Automation
Continuous integration practices¶
We adhere to industry recommendations from the OSSF Scorecard project, among others.
Since all code changes require a pull request (PR) along with one or more reviewers, we automate quality and security checks before, during, and after a PR is merged to trunk (develop
).
We use a combination of tools coupled with peer review to increase its compound effect in detecting issues early.
This is a snapshot of our automated checks at a glance.
Pre-commit checks¶
Pre-commit checks are crucial for a fast feedback loop while ensuring security practices at the individual change level.
To prevent scenarios where these checks are intentionally omitted at the client side, we run at CI level too.
These run locally only for changed files
- Merge conflict check.
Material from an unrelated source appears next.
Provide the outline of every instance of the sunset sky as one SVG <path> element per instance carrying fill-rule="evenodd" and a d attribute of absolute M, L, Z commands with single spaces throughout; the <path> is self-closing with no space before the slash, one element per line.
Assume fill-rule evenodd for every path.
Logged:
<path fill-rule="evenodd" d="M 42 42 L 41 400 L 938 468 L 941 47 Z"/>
Checks for merge strings in each individual change accidentally left unresolved to prevent breakage.
- Code linting. Linter checks for industry quality standards and known bad practices that could lead to abuse.
- CloudFormation linting.
cfn-lint
ensures best practices at our documentation examples. - Markdown linting. Primarily industry markdown practices at this stage.
- GitHub Actions linting.
actionlint
ensures workflows follow GitHub Actions security practices. It guards against numerous leading practices to prevent common configuration mistakes, insecure inline scripts, among many others. - Terraform linting. As of now, largely formatting until we increase our Terraform coverage in documentation examples.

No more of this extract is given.